Any particular reason?


----------



## jae (Nov 27, 2015)

Ion's are a higher quality boot. they have a better liner, stiffer, and they last longer. BUT I haven't ridden them as they don't make them in wide

I ride ruler wides, only wide model with EEE boots. I don't like the liner, and the boot was good at first but quickly loses it's stiffness.


----------



## djjosephk (Sep 21, 2016)

Thanks for the info.


----------



## dave785 (Jan 21, 2016)

djjosephk said:


> Any particular reason?


Half of this board uses burton rulers because it's one of three boots available in a "wide" size. Jae and I both use ruler wides.

There's a bit of built up resentment that nobody makes a higher-end boot in the wide size. 

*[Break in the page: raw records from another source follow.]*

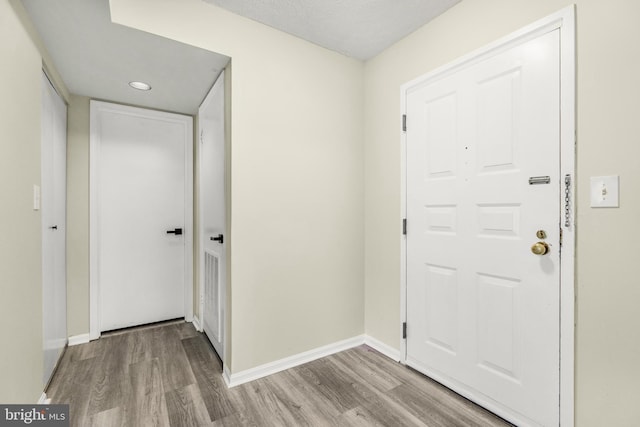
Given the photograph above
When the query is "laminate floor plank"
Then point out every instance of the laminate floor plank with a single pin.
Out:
(186, 408)
(207, 371)
(169, 375)
(295, 391)
(167, 346)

For most people, I think the Ion is considered the better boot.. stiffer, more insulated, better tech, etc..

But jae and I are stuck with the ruler because of our wide feet.

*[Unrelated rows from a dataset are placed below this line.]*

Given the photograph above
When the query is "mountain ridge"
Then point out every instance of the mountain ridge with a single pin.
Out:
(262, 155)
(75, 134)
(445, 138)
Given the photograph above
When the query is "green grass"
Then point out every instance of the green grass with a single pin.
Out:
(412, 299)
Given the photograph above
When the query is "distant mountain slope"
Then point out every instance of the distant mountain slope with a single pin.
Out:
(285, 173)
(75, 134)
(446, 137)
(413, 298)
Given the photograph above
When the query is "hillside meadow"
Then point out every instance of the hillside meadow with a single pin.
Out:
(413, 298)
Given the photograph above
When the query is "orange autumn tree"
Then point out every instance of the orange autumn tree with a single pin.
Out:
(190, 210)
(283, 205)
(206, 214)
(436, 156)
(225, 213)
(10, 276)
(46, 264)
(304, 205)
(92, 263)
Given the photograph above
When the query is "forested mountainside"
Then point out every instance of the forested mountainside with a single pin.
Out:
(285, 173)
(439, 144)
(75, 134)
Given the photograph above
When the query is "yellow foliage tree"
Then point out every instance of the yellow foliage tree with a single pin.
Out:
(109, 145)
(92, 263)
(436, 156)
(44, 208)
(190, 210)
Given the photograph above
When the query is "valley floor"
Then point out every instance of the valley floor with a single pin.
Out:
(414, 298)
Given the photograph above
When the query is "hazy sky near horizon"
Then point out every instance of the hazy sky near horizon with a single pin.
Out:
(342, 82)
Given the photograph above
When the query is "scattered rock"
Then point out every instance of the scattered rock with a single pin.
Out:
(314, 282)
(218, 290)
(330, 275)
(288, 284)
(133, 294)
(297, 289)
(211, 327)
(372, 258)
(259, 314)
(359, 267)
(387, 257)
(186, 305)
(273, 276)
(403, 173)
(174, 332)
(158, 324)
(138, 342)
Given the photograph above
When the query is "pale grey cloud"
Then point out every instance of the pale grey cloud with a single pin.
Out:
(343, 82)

Have you ever measured yourself? You might be stuck with it too


----------



## djjosephk (Sep 21, 2016)

Actually I own both (15'/16') and I know they fit. I caught a great deal on them end of season and I'm trying to determine which set to sell. Most of what I've read so far says the Rulers might be better because they don't take as long to break in but frankly the IONs look like they have a much better build.


----------



## SnowDogWax (Nov 8, 2013)

My feet are 11.5 EEEE++ almost like duck feet. My leather Burton Ion's after two seasons have 150+ day's on them. These Ion's where the first boots under size 12. As other snowboarders with wide feet know we always wear bigger boots than needed. The Ion's took 5 days to break in, after that it's been wonderful.


----------



## jae (Nov 27, 2015)

SnowDogWax said:


> My feet are 11.5 EEEE++ almost like duck feet. My leather Burton Ion's after two seasons have 150+ day's on them. These Ion's where the first boots under size 12. As other snowboarders with wide feet know we always wear bigger boots than needed. The Ion's took 5 days to break in, after that it's been wonderful.

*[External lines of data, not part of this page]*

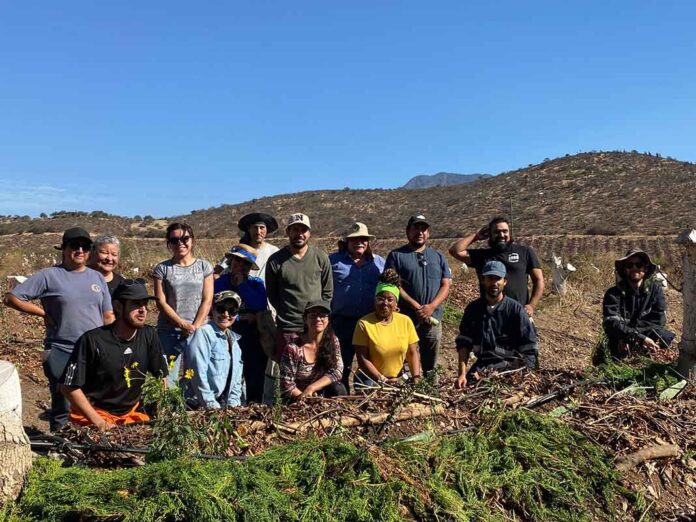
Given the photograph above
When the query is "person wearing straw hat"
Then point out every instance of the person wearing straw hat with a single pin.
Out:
(254, 227)
(356, 273)
(215, 358)
(296, 274)
(252, 290)
(634, 309)
(74, 299)
(496, 328)
(104, 378)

how much do you size up? I'm like a 10 EEEEE or something but I wear 10.5 EEE


----------



## SnowDogWax (Nov 8, 2013)

jae said:


> how much do you size up? I'm like a 10 EEEEE or something but I wear 10.5 EEE


None.... my foot is on the EEEEE same as yours... Did the wire measurements...


----------



## SGboarder (Jun 24, 2012)

djjosephk said:


> Not taking into consideration cost which of these would you suggest for a casual intermediate level freerider with no more than a week of slope time a year?


Ruler for sure. Ion is good boot but much more bulky and Ruler has a better flex profile for casual riding.


----------